Modulated white noise pulses

Finally, we can scale the sequence so that the maximum modulated pulse is of unit magnitude.

max_noise = max(abs(max(mod_noise)),abs(min(mod_noise)))
mod_noise = [mod_noise[i]/max_noise for i in range(Npulse)]

The scaled, modulated pulses are shown below.

Scaled, modulated white noise pulses

The following code tests a uniaxial material with the white noise contained in the mod_noise list. I used Steel02, but you can use whatever material you like.

import openseespy.opensees as ops

ops.wipe()
ops.model('basic','-ndm',1,'-ndf',1)

ops.node(1,0); ops.fix(1,1)
ops.node(2,0)

E = 29000
Fy = 60
b = 0.02
epsy = Fy/E
epsMax = 4*epsy # Peak strain
ops.uniaxialMaterial('Steel02',1,Fy,E,b)

ops.element('zeroLength',1,1,2,'-mat',1,'-dir',1)

ops.timeSeries('Path',1,'-dt',1,'-values',*mod_noise)
ops.pattern('Plain',1,1,'-factor',epsMax) # Peak strain
ops.sp(2,1,1.0) # Reference value

Nincr = 10 # Analysis steps between each pulse
dt = 1/Nincr
Nsteps = int(Npulse/dt) # Npulse = len(mode_noise)
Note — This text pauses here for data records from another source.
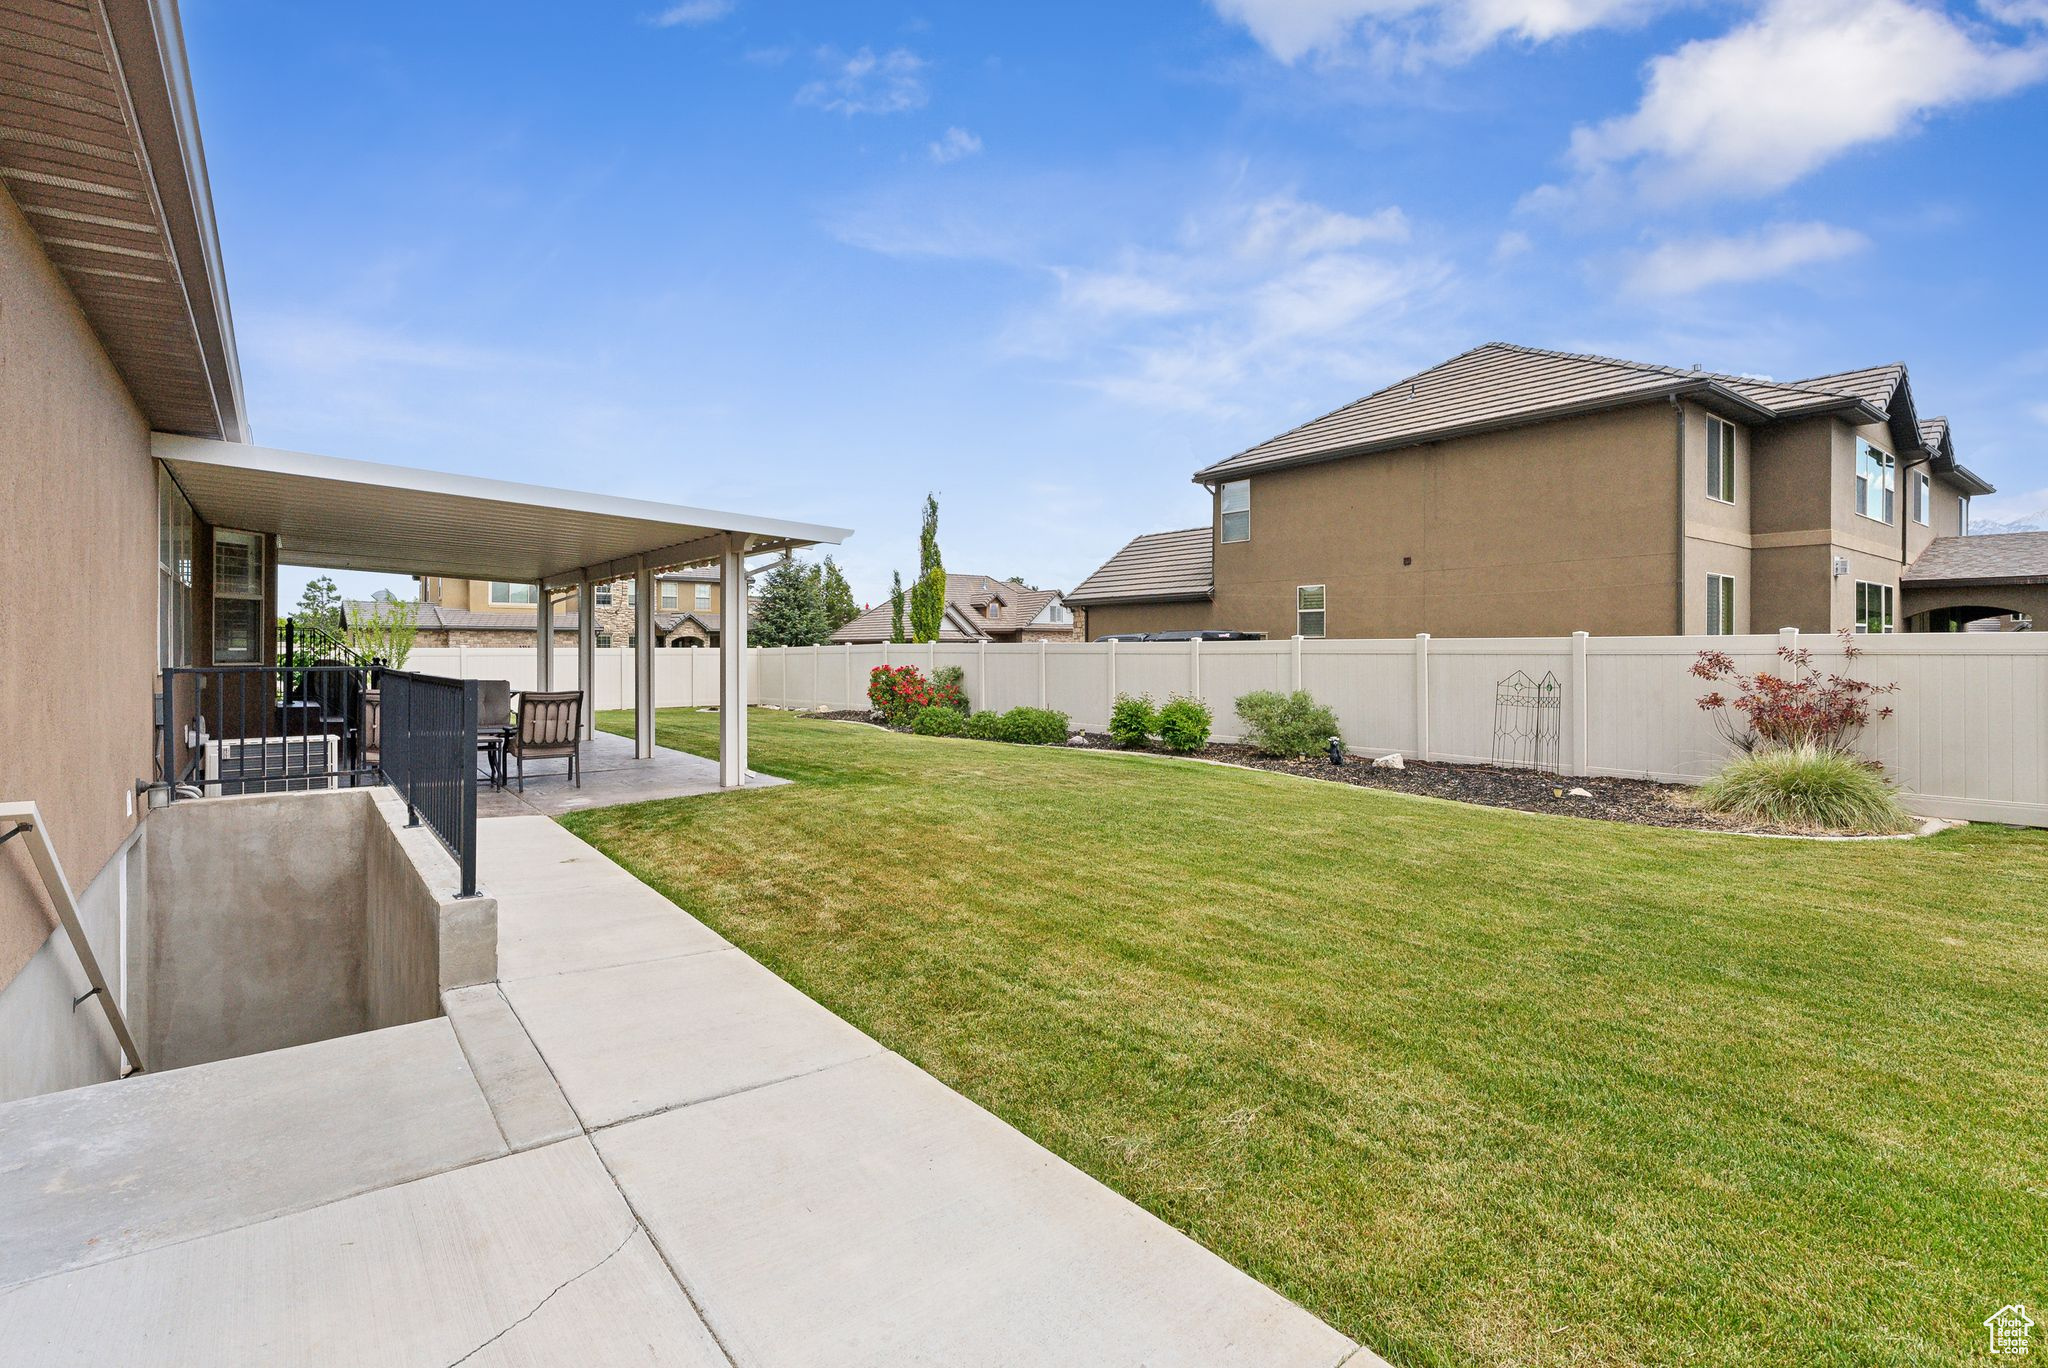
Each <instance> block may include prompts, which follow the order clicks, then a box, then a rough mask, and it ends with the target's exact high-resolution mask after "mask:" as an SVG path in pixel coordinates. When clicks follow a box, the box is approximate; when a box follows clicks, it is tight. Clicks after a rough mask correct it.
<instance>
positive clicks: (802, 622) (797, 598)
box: [748, 559, 831, 645]
mask: <svg viewBox="0 0 2048 1368" xmlns="http://www.w3.org/2000/svg"><path fill="white" fill-rule="evenodd" d="M829 635H831V629H827V627H825V604H823V600H821V598H819V594H817V573H815V571H813V569H811V567H809V565H803V563H801V561H795V559H786V561H782V563H778V565H776V567H774V569H770V571H768V578H766V580H764V582H762V604H760V610H758V612H756V616H754V629H752V631H750V633H748V643H750V645H819V643H821V641H823V639H825V637H829Z"/></svg>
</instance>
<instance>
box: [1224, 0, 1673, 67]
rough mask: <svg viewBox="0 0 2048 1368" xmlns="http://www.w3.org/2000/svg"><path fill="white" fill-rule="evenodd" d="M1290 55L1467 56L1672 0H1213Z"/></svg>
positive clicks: (1590, 26) (1280, 53)
mask: <svg viewBox="0 0 2048 1368" xmlns="http://www.w3.org/2000/svg"><path fill="white" fill-rule="evenodd" d="M1210 4H1212V6H1214V10H1217V12H1219V14H1221V16H1223V18H1229V20H1235V23H1239V25H1243V27H1245V29H1247V31H1249V33H1251V37H1253V39H1257V43H1260V47H1264V49H1266V51H1270V53H1272V55H1274V57H1278V59H1280V61H1286V63H1294V61H1300V59H1303V57H1311V55H1319V57H1343V55H1348V53H1352V51H1356V49H1364V51H1378V53H1380V55H1386V53H1389V51H1393V49H1397V51H1401V53H1405V55H1409V57H1417V55H1430V57H1438V59H1456V57H1468V55H1473V53H1477V51H1481V49H1483V47H1487V45H1491V43H1497V41H1501V39H1522V41H1528V43H1546V41H1550V39H1561V37H1569V35H1573V33H1583V31H1585V29H1602V27H1608V25H1618V23H1630V20H1636V18H1640V16H1645V14H1649V12H1653V10H1657V8H1663V6H1665V4H1667V0H1210Z"/></svg>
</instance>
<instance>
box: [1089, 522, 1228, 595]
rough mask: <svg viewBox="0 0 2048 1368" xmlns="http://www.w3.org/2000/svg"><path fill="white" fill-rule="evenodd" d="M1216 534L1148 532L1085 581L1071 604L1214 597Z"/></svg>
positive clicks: (1194, 529)
mask: <svg viewBox="0 0 2048 1368" xmlns="http://www.w3.org/2000/svg"><path fill="white" fill-rule="evenodd" d="M1214 559H1217V547H1214V535H1212V532H1210V528H1206V526H1190V528H1184V530H1180V532H1147V535H1145V537H1133V539H1130V543H1128V545H1126V547H1124V549H1122V551H1118V553H1116V555H1112V557H1110V559H1108V561H1106V563H1104V565H1102V569H1098V571H1096V573H1092V575H1090V578H1087V580H1081V584H1079V586H1075V590H1073V594H1067V602H1069V604H1083V606H1085V604H1122V602H1176V600H1192V598H1208V596H1210V592H1212V582H1214Z"/></svg>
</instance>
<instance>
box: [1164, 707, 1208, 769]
mask: <svg viewBox="0 0 2048 1368" xmlns="http://www.w3.org/2000/svg"><path fill="white" fill-rule="evenodd" d="M1210 723H1214V717H1212V715H1210V711H1208V704H1206V702H1202V700H1200V698H1174V700H1171V702H1167V704H1165V707H1163V709H1159V745H1165V747H1167V750H1169V752H1174V754H1180V756H1188V754H1192V752H1198V750H1202V747H1204V745H1208V727H1210Z"/></svg>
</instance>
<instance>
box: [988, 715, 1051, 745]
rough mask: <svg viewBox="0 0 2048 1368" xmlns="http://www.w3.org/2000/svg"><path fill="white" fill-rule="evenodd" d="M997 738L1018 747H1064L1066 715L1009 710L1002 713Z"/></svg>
mask: <svg viewBox="0 0 2048 1368" xmlns="http://www.w3.org/2000/svg"><path fill="white" fill-rule="evenodd" d="M997 737H999V739H1004V741H1016V743H1018V745H1065V741H1067V715H1065V713H1053V711H1051V709H1010V711H1008V713H1004V721H1001V729H999V733H997Z"/></svg>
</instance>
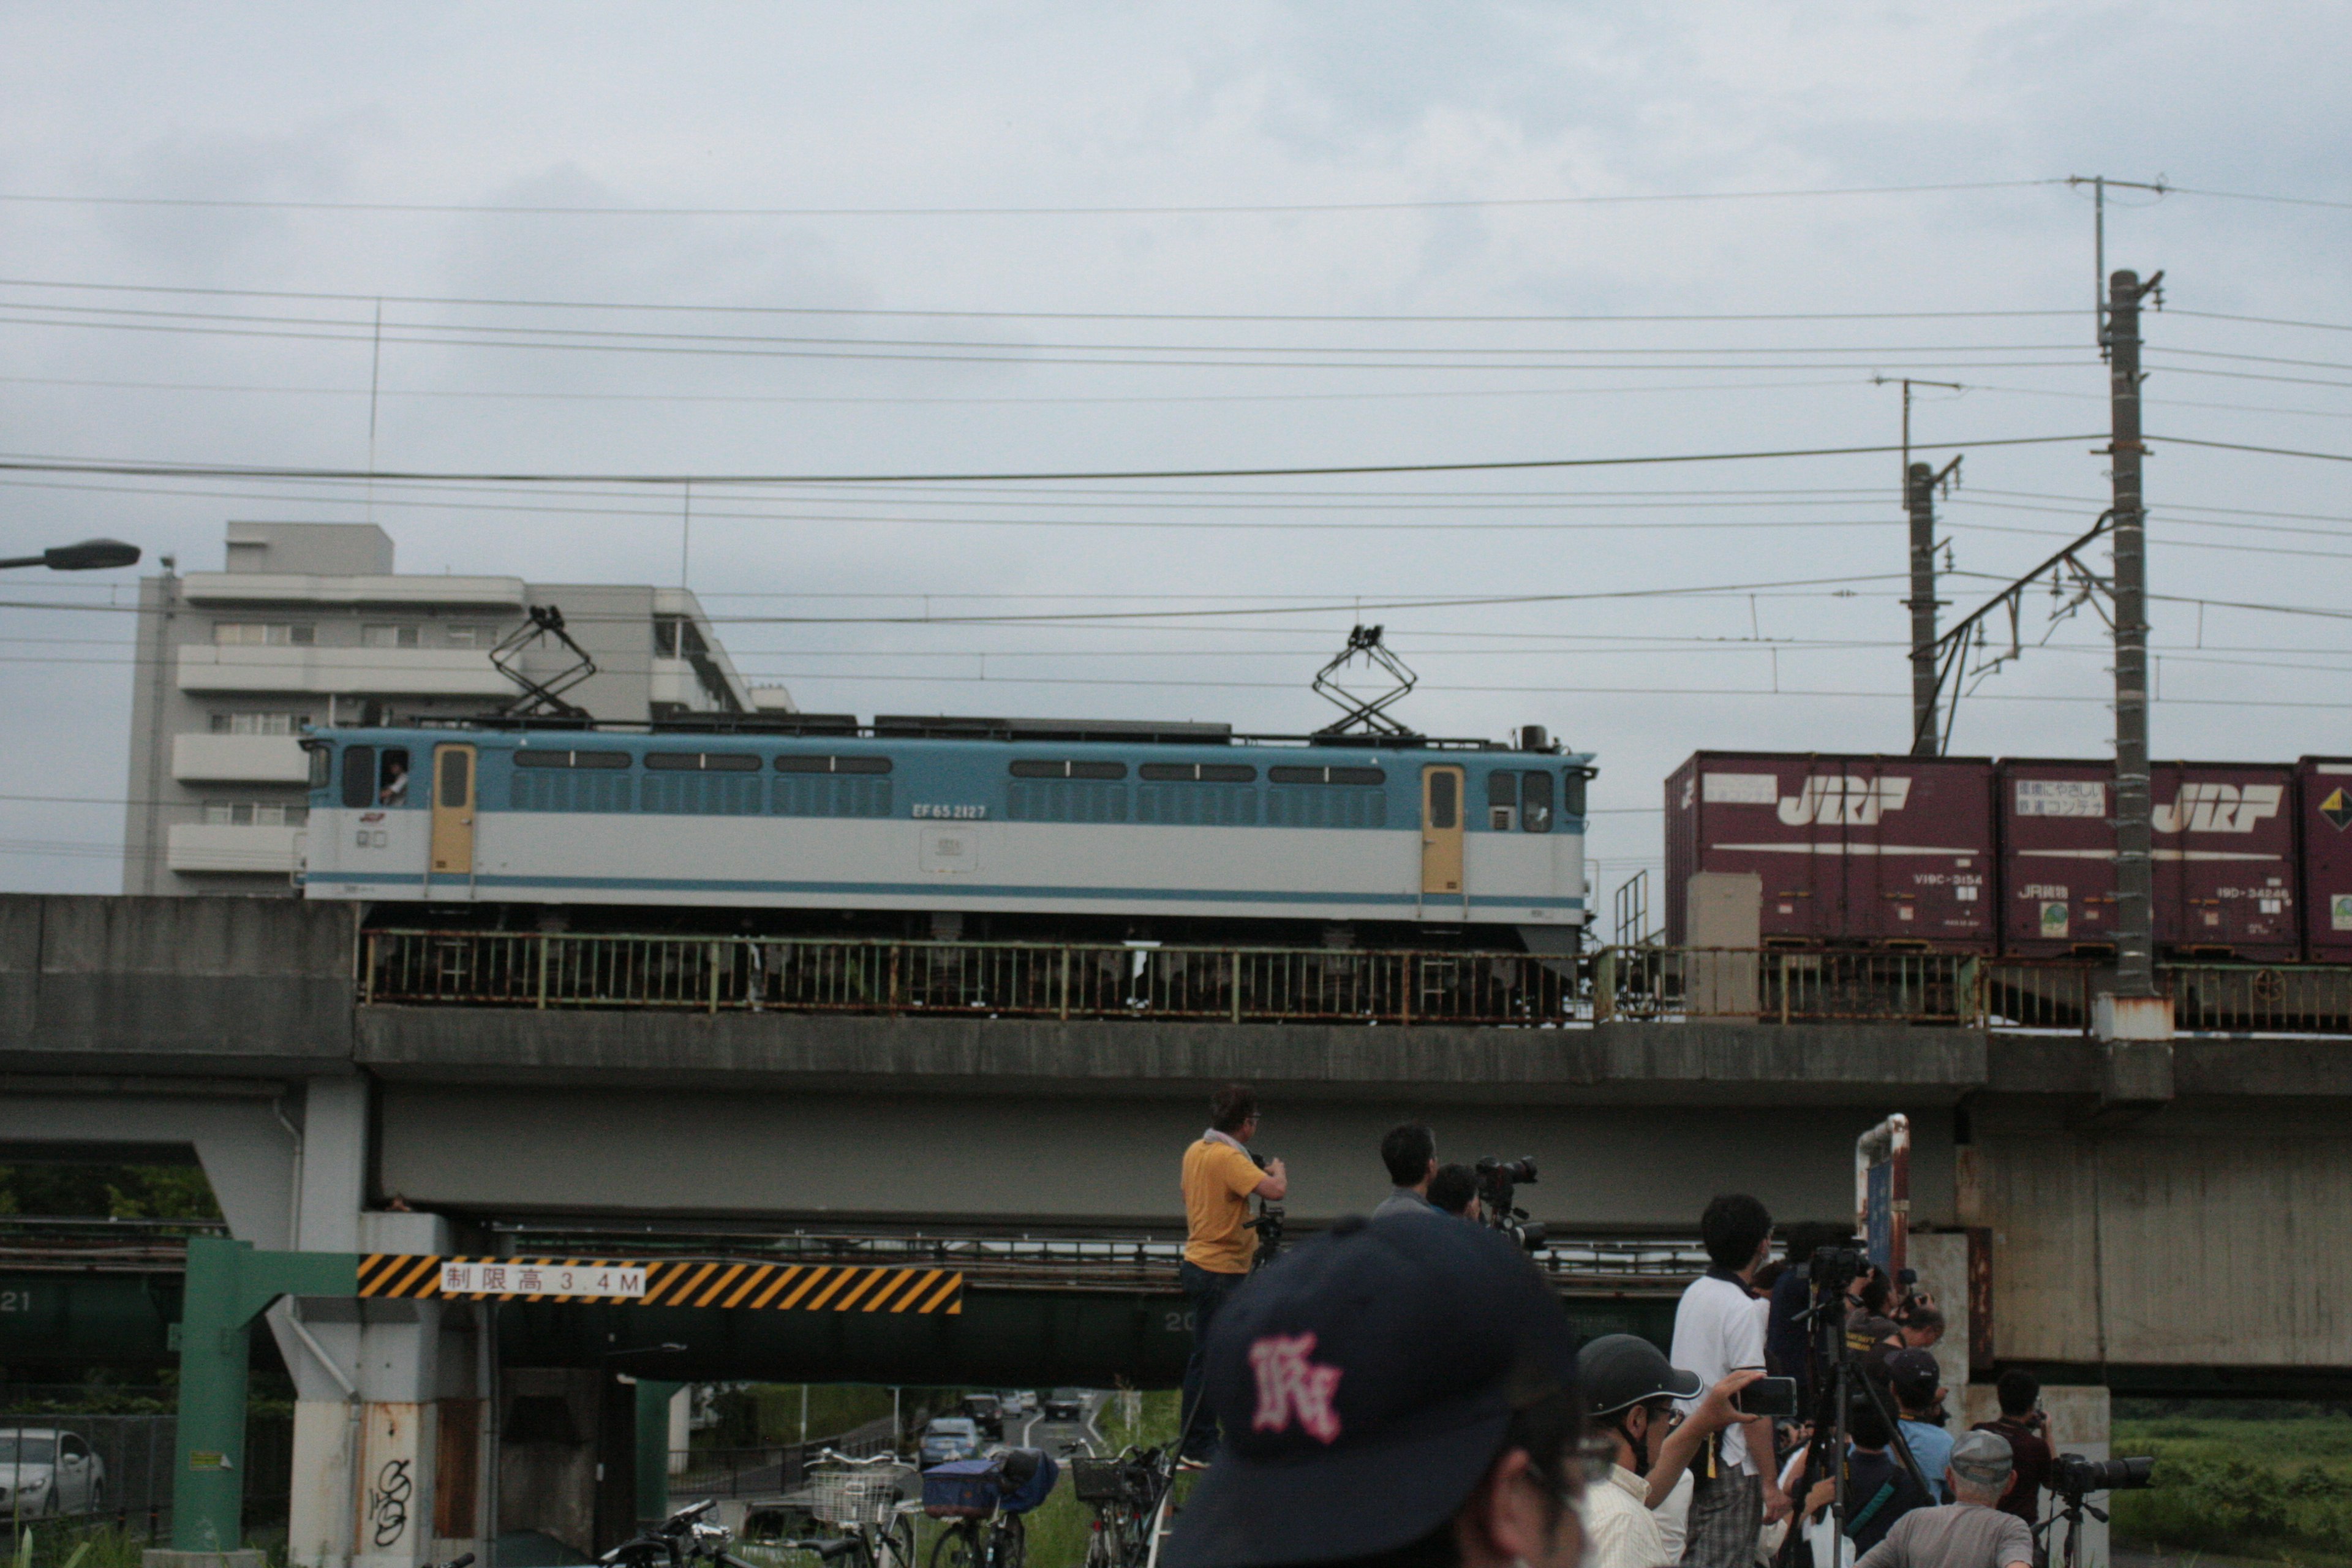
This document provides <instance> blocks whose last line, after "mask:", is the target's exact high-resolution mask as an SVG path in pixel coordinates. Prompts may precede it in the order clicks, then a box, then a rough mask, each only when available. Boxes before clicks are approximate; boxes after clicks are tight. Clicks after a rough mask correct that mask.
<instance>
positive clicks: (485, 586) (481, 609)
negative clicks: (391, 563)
mask: <svg viewBox="0 0 2352 1568" xmlns="http://www.w3.org/2000/svg"><path fill="white" fill-rule="evenodd" d="M179 595H181V597H183V599H186V602H188V604H256V607H259V604H339V607H383V609H393V607H407V609H475V611H489V609H503V611H517V609H522V602H524V585H522V578H515V576H426V574H402V576H390V574H386V576H310V574H301V571H191V574H188V576H183V578H181V581H179Z"/></svg>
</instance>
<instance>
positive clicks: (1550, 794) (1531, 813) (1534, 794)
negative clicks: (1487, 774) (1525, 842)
mask: <svg viewBox="0 0 2352 1568" xmlns="http://www.w3.org/2000/svg"><path fill="white" fill-rule="evenodd" d="M1496 778H1505V773H1496ZM1519 783H1522V790H1519V827H1524V830H1526V832H1550V830H1552V776H1550V773H1522V776H1519Z"/></svg>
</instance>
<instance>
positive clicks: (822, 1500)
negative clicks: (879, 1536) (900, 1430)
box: [809, 1467, 908, 1530]
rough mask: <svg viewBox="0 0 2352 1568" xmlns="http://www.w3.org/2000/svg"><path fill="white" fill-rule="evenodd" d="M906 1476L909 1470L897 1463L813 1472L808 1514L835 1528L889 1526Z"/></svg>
mask: <svg viewBox="0 0 2352 1568" xmlns="http://www.w3.org/2000/svg"><path fill="white" fill-rule="evenodd" d="M906 1476H908V1472H906V1469H898V1467H875V1469H863V1472H842V1469H818V1472H811V1474H809V1516H811V1519H816V1521H818V1523H828V1526H833V1528H835V1530H861V1528H866V1526H875V1528H889V1521H891V1512H894V1509H896V1507H898V1493H901V1490H906Z"/></svg>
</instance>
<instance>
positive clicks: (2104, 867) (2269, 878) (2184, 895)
mask: <svg viewBox="0 0 2352 1568" xmlns="http://www.w3.org/2000/svg"><path fill="white" fill-rule="evenodd" d="M2293 783H2296V776H2293V769H2288V766H2284V764H2267V762H2157V764H2154V766H2150V788H2152V795H2154V827H2157V835H2154V851H2157V863H2154V905H2157V907H2154V924H2157V954H2159V957H2213V959H2256V961H2265V964H2274V961H2291V959H2293V957H2296V954H2298V943H2300V931H2298V924H2296V813H2293V809H2291V806H2288V792H2291V790H2293ZM1997 795H1999V804H2002V952H2009V954H2016V957H2056V954H2074V952H2086V954H2100V957H2105V954H2110V952H2112V950H2114V764H2112V762H2037V759H2006V762H2002V766H1999V780H1997Z"/></svg>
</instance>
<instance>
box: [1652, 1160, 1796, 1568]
mask: <svg viewBox="0 0 2352 1568" xmlns="http://www.w3.org/2000/svg"><path fill="white" fill-rule="evenodd" d="M1698 1237H1700V1241H1703V1244H1705V1248H1708V1258H1710V1262H1712V1267H1710V1269H1708V1272H1705V1274H1700V1276H1698V1279H1693V1281H1691V1286H1689V1288H1686V1291H1684V1293H1682V1302H1679V1305H1677V1307H1675V1349H1672V1361H1675V1366H1679V1368H1684V1371H1691V1373H1696V1375H1698V1382H1700V1387H1712V1385H1717V1382H1722V1380H1724V1378H1729V1375H1731V1373H1738V1371H1750V1368H1755V1371H1762V1368H1764V1319H1762V1316H1759V1314H1757V1309H1755V1295H1752V1293H1750V1291H1748V1281H1750V1279H1755V1272H1757V1269H1759V1267H1764V1260H1766V1258H1771V1213H1769V1211H1766V1208H1764V1204H1759V1201H1757V1199H1752V1197H1748V1194H1745V1192H1738V1194H1726V1197H1717V1199H1715V1201H1712V1204H1708V1211H1705V1213H1703V1215H1700V1218H1698ZM1677 1403H1679V1406H1682V1408H1684V1410H1686V1413H1689V1410H1696V1408H1698V1401H1696V1399H1682V1401H1677ZM1778 1469H1780V1467H1778V1465H1776V1462H1773V1434H1771V1418H1769V1415H1755V1418H1745V1420H1738V1422H1733V1425H1731V1427H1726V1429H1724V1434H1722V1441H1719V1443H1715V1446H1710V1450H1708V1453H1703V1455H1700V1458H1698V1460H1696V1462H1693V1465H1691V1476H1693V1493H1691V1523H1689V1540H1686V1542H1684V1547H1682V1561H1684V1563H1686V1566H1689V1568H1750V1563H1752V1561H1755V1549H1757V1533H1759V1530H1762V1528H1764V1523H1766V1521H1778V1519H1785V1516H1788V1512H1790V1507H1788V1493H1785V1490H1780V1474H1778Z"/></svg>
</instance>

ops.integrator('LoadControl',dt)
ops.constraints('Transformation')
ops.system('UmfPack')
ops.analysis('Static','-noWarnings')

sig = [0]*Nsteps
eps = [0]*Nsteps
for i in range(Nsteps):
    ops.analyze(1)
    sig[i] = ops.eleResponse(1,'material',1,'stress')[0]
    eps[i] = ops.getLoadFactor(1)

A few things to note with this analysis:

The imposed strain history and Steel02 stress-strain response are shown below.

Steel02 stress-strain history

The response looks pretty good–nothing obviously wrong. But you have to zoom in to see what’s really going on. In general, are there odd jumps in the response? Does the response inexplicably go beyond the envelope? Does the unloading/reloading behavior make sense? If you run this analysis through a memory checker like valgrind, do you leak memory or encounter uninitialized data, e.g., a temporary variable inside a seldom executed code block?

If you have written, or are writing, a UniaxialMaterial model in OpenSees, throw some white noise strain history at your model. You may find some unexpected behaviors.